Tasked with solving the energy management challenge identified by ALEC’s management after concluding a comprehensive sustainability audit, the team was given an opportunity to design solutions that could be implemented in real life. 

The Energy Management team summarised their approach to their solution below. 

The importance of efficient energy management strategies to reduce energy demand on construction sites cannot be emphasized enough. In 2019, the construction section accounted for 36% of final energy use and 39% of energy process-related carbon dioxide emissions. This represents a 2 % increase in sector emissions from the previous year and a 7% increase in energy demand from a decade ago. 

Construction companies like ALEC have a responsibility to manage energy use by reducing reliance on fossil fuel, reducing fuel consumption and energy waste on their constructions sites. Since 2017 ALEC’s changes of policy, equipment, and protocols have seen the company saving over 27% in diesel costs due to generator size reduction policy, paperless documentation, work from home policy, LED lightings, and lighting controls. 

Nonetheless, to evaluate the success of these policies ALEC has to make GHG measuring and tracking the heartbeat of their energy management strategy at it is hard to manage what one can’t measure. Our energy management proposal to ALEC is one of data-driven energy management construction.

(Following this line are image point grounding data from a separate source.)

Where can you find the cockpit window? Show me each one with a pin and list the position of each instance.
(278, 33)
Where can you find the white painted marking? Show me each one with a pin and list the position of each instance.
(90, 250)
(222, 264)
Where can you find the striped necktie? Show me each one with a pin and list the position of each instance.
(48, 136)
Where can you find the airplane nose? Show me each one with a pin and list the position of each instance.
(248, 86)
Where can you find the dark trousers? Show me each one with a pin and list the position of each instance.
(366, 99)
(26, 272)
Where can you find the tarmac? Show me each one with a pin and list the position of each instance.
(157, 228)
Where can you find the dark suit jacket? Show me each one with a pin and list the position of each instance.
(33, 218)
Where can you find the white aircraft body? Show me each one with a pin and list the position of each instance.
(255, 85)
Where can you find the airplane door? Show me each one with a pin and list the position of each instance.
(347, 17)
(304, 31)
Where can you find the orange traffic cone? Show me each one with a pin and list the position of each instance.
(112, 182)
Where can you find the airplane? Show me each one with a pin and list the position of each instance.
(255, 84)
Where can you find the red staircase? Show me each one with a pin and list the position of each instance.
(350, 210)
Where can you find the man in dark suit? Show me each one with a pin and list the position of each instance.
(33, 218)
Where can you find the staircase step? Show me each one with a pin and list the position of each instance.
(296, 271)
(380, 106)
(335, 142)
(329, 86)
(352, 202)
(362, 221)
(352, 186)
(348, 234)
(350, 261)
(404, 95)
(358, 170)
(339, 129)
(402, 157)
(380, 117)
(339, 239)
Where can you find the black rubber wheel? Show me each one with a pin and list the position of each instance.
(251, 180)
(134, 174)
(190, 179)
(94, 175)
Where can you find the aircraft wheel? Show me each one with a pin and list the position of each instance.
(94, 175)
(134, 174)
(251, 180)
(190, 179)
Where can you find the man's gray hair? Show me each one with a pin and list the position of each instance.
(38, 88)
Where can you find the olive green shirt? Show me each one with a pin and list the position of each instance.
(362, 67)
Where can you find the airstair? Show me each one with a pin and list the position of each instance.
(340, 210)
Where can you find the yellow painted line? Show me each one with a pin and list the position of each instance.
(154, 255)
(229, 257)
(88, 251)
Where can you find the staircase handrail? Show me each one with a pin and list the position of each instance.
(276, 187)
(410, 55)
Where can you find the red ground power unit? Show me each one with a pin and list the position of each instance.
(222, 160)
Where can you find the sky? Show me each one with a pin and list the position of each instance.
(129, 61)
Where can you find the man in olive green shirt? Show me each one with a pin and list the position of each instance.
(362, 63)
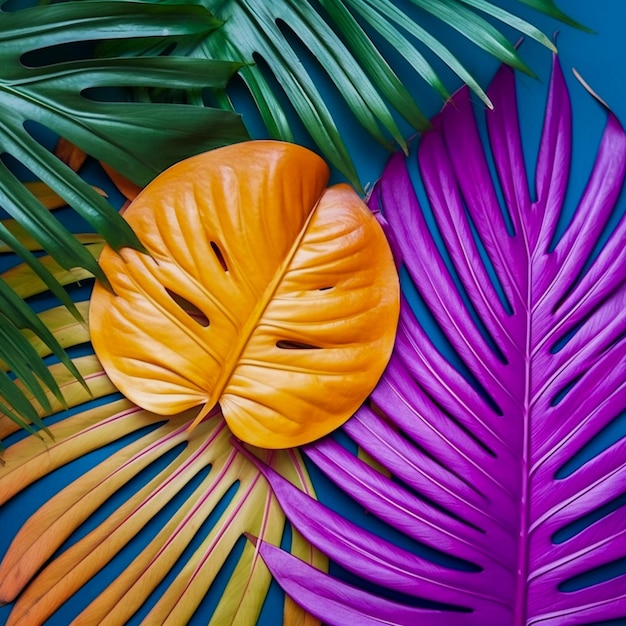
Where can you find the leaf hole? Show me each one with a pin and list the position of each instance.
(284, 344)
(191, 309)
(219, 256)
(604, 439)
(595, 576)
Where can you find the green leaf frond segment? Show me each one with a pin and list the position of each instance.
(139, 139)
(288, 45)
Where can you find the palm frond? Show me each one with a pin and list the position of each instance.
(291, 47)
(140, 139)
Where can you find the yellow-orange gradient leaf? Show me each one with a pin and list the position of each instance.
(264, 291)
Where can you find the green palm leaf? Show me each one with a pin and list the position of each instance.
(140, 139)
(290, 44)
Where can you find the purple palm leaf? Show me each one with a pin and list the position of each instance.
(480, 438)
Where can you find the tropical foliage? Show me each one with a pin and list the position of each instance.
(138, 138)
(477, 426)
(263, 292)
(359, 47)
(203, 493)
(52, 79)
(485, 433)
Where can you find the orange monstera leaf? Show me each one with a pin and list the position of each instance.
(264, 290)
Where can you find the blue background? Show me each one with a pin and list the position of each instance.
(599, 57)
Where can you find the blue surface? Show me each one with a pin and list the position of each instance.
(599, 58)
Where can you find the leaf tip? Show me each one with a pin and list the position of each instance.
(586, 85)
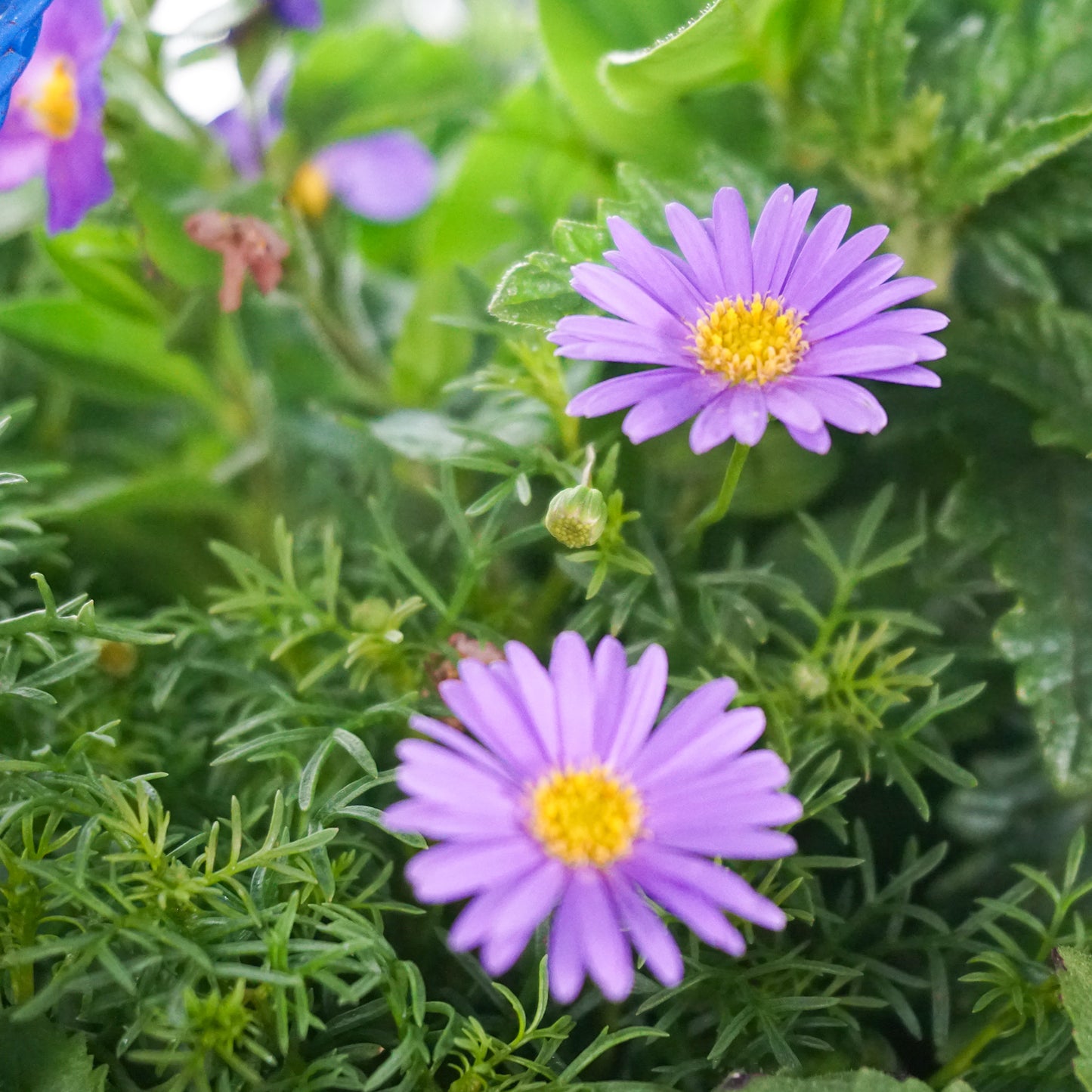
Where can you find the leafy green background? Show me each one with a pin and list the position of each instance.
(284, 517)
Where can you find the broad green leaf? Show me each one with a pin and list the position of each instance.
(108, 353)
(1075, 976)
(981, 169)
(1040, 518)
(725, 44)
(577, 35)
(36, 1056)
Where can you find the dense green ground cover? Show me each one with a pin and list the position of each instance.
(284, 515)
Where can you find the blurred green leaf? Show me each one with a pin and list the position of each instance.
(864, 1080)
(108, 353)
(351, 83)
(725, 44)
(36, 1056)
(429, 354)
(1040, 519)
(1075, 976)
(979, 169)
(103, 263)
(577, 35)
(1043, 357)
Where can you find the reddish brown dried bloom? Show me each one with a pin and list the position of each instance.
(246, 243)
(439, 669)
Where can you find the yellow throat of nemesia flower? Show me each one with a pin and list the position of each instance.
(56, 110)
(309, 193)
(749, 342)
(586, 817)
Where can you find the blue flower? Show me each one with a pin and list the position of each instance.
(20, 25)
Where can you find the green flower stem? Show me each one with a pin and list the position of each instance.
(719, 509)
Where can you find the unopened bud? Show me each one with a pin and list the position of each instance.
(118, 659)
(809, 679)
(578, 517)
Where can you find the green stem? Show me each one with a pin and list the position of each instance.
(962, 1062)
(719, 509)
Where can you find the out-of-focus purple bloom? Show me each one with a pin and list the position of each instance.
(387, 176)
(20, 26)
(305, 14)
(746, 326)
(252, 127)
(54, 128)
(571, 802)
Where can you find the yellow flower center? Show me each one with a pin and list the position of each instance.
(309, 193)
(749, 342)
(586, 817)
(57, 108)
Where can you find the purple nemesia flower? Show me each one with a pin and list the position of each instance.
(305, 14)
(54, 128)
(387, 176)
(569, 803)
(252, 127)
(20, 26)
(745, 326)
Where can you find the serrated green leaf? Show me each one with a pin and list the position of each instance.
(1041, 521)
(36, 1056)
(982, 169)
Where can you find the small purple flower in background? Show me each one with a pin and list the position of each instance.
(20, 26)
(250, 128)
(54, 128)
(302, 14)
(571, 802)
(387, 176)
(745, 326)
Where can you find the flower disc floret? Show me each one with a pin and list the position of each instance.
(749, 342)
(586, 817)
(564, 800)
(56, 110)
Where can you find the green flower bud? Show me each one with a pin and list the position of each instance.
(810, 679)
(578, 517)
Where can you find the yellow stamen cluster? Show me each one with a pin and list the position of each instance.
(57, 107)
(749, 342)
(586, 817)
(309, 193)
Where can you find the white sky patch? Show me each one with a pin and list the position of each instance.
(204, 88)
(441, 20)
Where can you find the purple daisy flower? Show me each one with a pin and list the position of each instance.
(569, 802)
(54, 128)
(304, 14)
(746, 326)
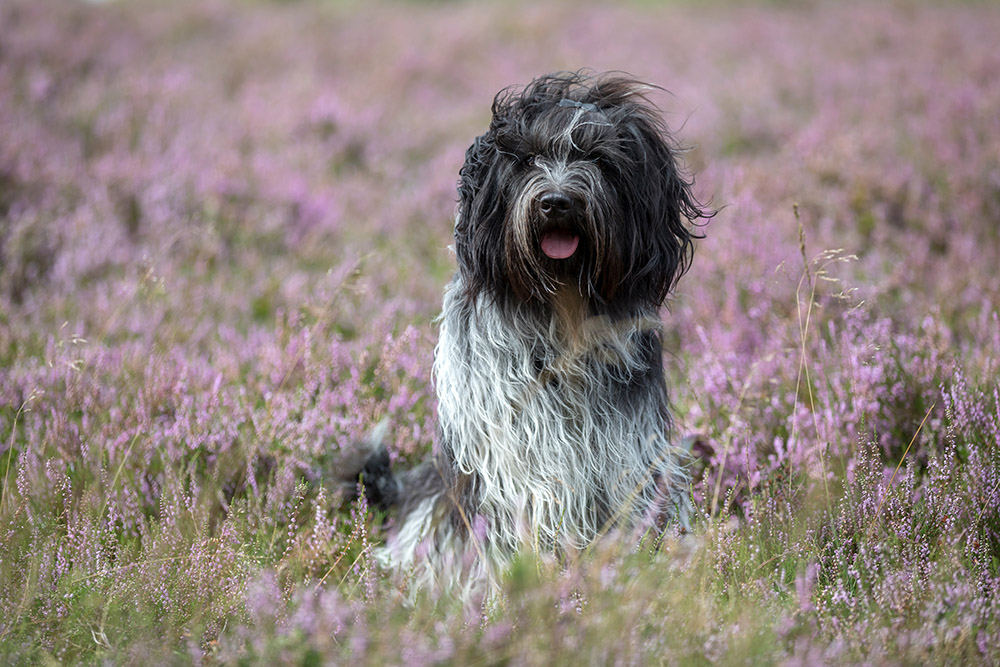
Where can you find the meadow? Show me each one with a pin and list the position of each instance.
(224, 232)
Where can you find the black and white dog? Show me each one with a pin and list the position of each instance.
(572, 227)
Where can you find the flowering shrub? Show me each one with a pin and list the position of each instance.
(223, 239)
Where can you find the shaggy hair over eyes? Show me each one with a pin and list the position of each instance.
(573, 224)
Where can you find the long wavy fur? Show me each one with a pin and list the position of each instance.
(553, 410)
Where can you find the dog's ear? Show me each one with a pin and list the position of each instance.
(479, 219)
(659, 236)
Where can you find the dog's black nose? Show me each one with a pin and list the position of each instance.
(554, 205)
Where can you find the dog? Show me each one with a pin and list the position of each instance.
(574, 222)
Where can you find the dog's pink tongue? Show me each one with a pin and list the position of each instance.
(559, 245)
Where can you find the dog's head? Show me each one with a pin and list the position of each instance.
(576, 182)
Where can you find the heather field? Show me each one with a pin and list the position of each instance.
(224, 233)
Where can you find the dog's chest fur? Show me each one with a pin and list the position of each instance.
(556, 418)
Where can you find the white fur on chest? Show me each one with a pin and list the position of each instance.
(561, 420)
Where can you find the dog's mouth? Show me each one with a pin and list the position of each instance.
(559, 243)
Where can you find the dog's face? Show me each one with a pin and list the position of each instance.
(576, 183)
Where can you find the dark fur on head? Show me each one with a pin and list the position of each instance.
(598, 141)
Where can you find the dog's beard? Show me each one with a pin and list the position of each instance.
(545, 256)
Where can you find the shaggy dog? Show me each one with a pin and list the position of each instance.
(554, 424)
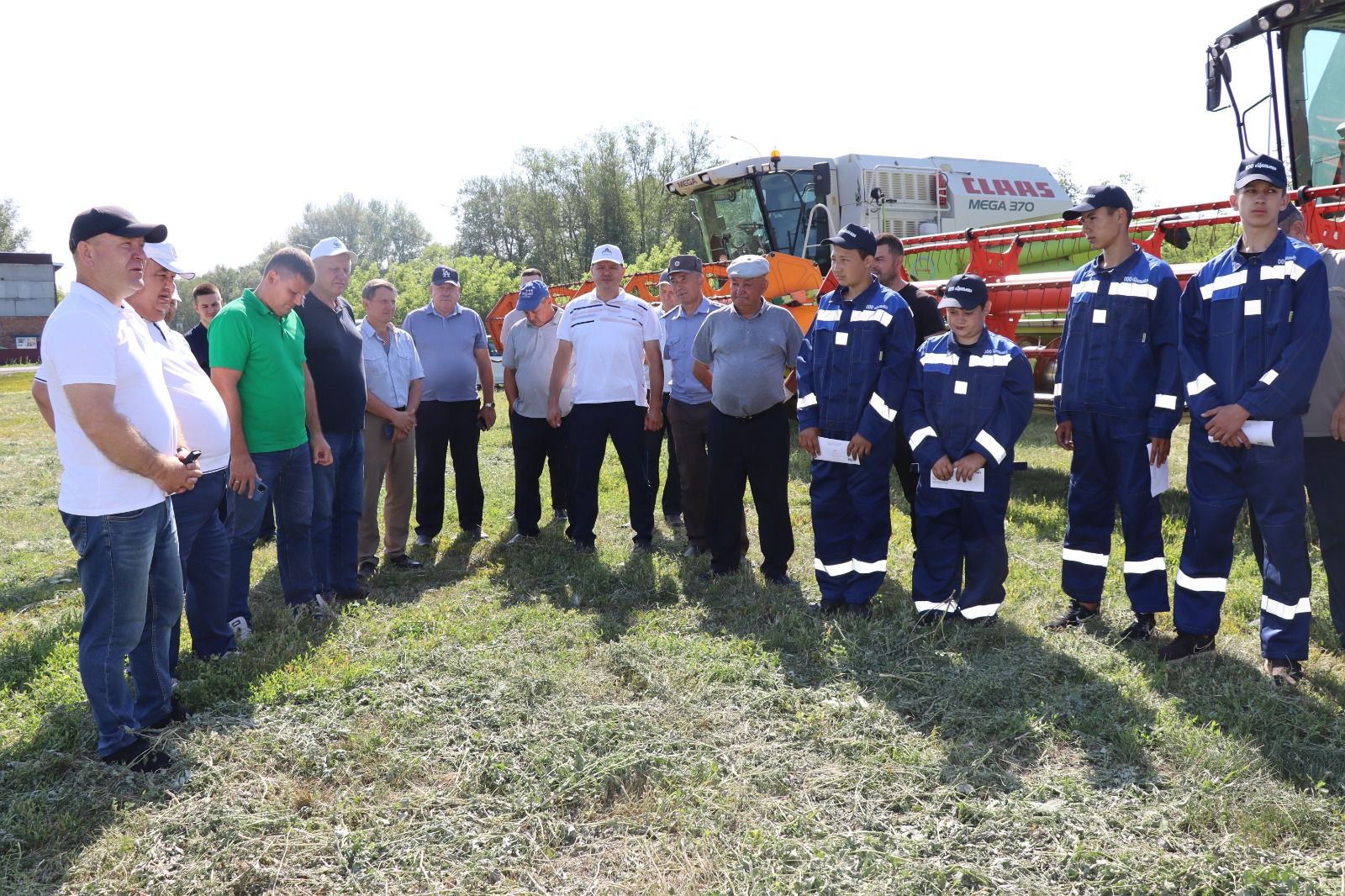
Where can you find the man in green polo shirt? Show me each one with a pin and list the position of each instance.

This strategy when implemented will help ALEC tactically optimize its processes, policies, energy use, and equipment.  Because we believe when energy use is deliberately monitored, controlled, and conserved, decreases in emissions and overall costs can be realized without sacrificing operations. 

The Energy Management team, elated at being chosen as winners were grateful for the exposure enabled through this program. 

“The challenge was a fast paced environment; everyone was working around the clock to deliver the best solutions they could. It was a fun experience overall and the only great challenges were technical challenges, getting used to operational culture in the UAE etc. Apart from being a learning experience, a platform to showcase creativity and to forge lifelong relationships, the challenge was an introduction into the work environment that I greatly needed, and am very grateful for”, said Akhente of his experience. 

Always with a view of the bigger picture, Wyckliffe remarked, “The goals of sustainable construction are big and cannot be achieved by a single discipline or team, it will require multidisciplinary innovation to come up with sustainable construction management practices. ALEC’s partnership with ALA is a seed of such multidisciplinary innovation and I cannot wait to see the fruits of that relationship”.  

We asked Tyron Holgate, Innovation Specialist at ALEC, to share his perspective on the winning team’s approach.  

“Wyckliffe and Akhente were, in my mind, perfect candidates to tackle the Energy Management topic. It was clear from the first presentation that they had an in-depth understanding of the challenges that the industry faces around energy management and consumption, and they were already building a database of solutions to tackle the problems at hand from the start. More so, they had formulated a strategy and delivery plan for the overall program from day 1, constantly adapting this strategy to align with the comments that they were receiving from us (ALEC). This forethought and pre-planning allowed them the flexibility to devise practical solutions from the limited information provided and deliver successfully on their topic objectives. These solutions are now with our company stakeholders undergoing further evaluation for possible implementation”.